The class reading for this film, the Blackboard article, is a PDF photocopy and not PDF text (one of my pet peeves), but more noticeably for my classmates, it's not right side up. That's easily enough fixed in Adobe Reader 8 with the command View -> Rotate View -> Clockwise (keyboard shortcut Shift-Ctrl-+ on Windows, probably Shift-Apple-+ on Mac OS X).
Citations
Richard Gehr, "The Monster"
The Village Voice 41.17 (1996): 69
Maurizio Viano, "Life Is Beautiful: Reception, Allegory, Holocaust Laughter."
Film Quarterly 53.1 (1999): 29.
Nathan Rabin, "
My Year of Flops Case File #78: Pinocchio (2002)"
A. V. Club Blog, October 23, 2007. Accessed October 26, 2007.
Nicholas Schlegel, e-mail message to Pete Bublitz, June 27, 2007.
William Van Watson, "The Italian Buster Keaton? Benigni's
The Monster and The Comic Machine"
Beyond Life is Beautiful: Comedy and Tragedy in the Cinema of Roberto Benigni Ed. Grace Russo Bullaro. Leicester, England: Troubador (2005): 66
External linksIMDb's entry on Il Mostro. What more is there to say about this one, other than that this is the website of record for most matters pertaining to movies?

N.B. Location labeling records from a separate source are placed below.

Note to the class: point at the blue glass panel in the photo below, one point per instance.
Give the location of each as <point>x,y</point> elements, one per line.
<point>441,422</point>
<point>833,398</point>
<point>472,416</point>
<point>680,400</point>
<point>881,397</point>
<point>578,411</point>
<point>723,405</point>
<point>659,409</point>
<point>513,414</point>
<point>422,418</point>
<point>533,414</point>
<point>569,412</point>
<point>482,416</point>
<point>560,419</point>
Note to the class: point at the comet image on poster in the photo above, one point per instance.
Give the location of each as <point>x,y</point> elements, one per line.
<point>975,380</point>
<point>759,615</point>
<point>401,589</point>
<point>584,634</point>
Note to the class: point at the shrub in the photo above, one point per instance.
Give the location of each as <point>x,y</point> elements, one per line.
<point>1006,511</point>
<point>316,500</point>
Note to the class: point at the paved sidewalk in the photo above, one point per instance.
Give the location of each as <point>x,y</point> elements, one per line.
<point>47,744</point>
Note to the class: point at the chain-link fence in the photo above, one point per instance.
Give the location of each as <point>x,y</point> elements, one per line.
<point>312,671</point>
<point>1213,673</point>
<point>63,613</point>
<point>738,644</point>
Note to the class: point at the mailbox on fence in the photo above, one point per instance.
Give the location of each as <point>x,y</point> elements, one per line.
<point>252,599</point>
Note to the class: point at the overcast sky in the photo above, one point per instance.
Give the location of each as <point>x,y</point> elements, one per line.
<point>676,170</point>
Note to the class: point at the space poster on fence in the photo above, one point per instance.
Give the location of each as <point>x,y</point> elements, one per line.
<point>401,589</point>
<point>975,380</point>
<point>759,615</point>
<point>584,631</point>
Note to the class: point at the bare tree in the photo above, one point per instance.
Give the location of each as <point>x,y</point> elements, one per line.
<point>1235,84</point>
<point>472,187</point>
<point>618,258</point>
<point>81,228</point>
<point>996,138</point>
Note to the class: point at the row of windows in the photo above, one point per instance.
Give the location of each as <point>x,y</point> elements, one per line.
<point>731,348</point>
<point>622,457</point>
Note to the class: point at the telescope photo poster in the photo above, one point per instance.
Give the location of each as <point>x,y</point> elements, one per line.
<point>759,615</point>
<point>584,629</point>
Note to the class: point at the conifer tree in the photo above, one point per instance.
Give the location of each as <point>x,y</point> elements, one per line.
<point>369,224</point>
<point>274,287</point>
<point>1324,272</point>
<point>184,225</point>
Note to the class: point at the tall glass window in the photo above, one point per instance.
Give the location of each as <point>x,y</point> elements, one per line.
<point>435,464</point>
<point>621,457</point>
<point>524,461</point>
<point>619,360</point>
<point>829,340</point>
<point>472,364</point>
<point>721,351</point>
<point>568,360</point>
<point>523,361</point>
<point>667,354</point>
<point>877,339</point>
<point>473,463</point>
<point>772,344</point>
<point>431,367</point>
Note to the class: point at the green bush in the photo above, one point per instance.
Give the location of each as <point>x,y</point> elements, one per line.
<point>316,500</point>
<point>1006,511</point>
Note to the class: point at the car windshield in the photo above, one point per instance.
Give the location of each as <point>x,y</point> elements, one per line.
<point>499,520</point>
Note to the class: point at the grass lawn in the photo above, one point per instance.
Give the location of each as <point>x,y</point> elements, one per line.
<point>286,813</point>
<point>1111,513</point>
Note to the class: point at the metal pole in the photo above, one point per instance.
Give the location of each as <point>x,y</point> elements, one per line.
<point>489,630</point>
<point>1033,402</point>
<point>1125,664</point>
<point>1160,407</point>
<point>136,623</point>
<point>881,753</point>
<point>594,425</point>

Netflix's entry on The Monster (1994). You can get some information on this film there, but you have to be logged in to read Netflix customer's reviews of this film. I rated this film 4 stars ("Really Liked It") while the average of 12,754 ratings as of today is 3.5 stars (3 stars is a plain "Liked It"). Another Netflix customer, (considered 58% similar in tastes to my own, though I don't know how they measure that) gave this film 5 stars ("Loved It") and even goes as far as saying that it is Benigni's best film second to
Life Is Beautiful. Another customer, considered 68% similar in tastes to my own, gave this film 1 star ("Hated It") and wrote that "There are a few moments of inspired physical comedy by Benigni, and one excellent breathless monologue by Braschi, but the good bits are few and far between. Most of the film consists of painfully obvious gags, telegraphed long before the punchline, based on situations that don't even make sense within the context of the film."
Note that the plot summary given there as of today is incorrect: Loris does not meet "a woman (Nicoletta Braschi) whom he thinks is "easy" -- only to learn that she's a cop;" for "Wanda la ninfomana" is only seen briefly at the party and there is nothing to indicate that she's a cop, while Loris had never seen Jessica before when later in the film she comes into the apartment to inquire about renting. I would guess that the Netflix employee who wrote this mixed up the plot of this film with that of
Tomcats (1999), in which Michael (Jerry O'Connell) is arrested by a policewoman (Shannon Elizabeth) with whom he falls in love. That policewoman also falls in love with the suspect and also visits his apartment, which is for some reason filled with "pleather."
One more thing: Netflix shares were at $24.94 each when I posted this blog entry.
Wikipedia's entry on The Monster (1994). I edited this entry this past Wednesday; that seems to have stirred editing activity on this article, which aside from one edit earlier this month and another back in June, had been fairly dormant since April and worked on only sporadically since the article's creation back in 2005.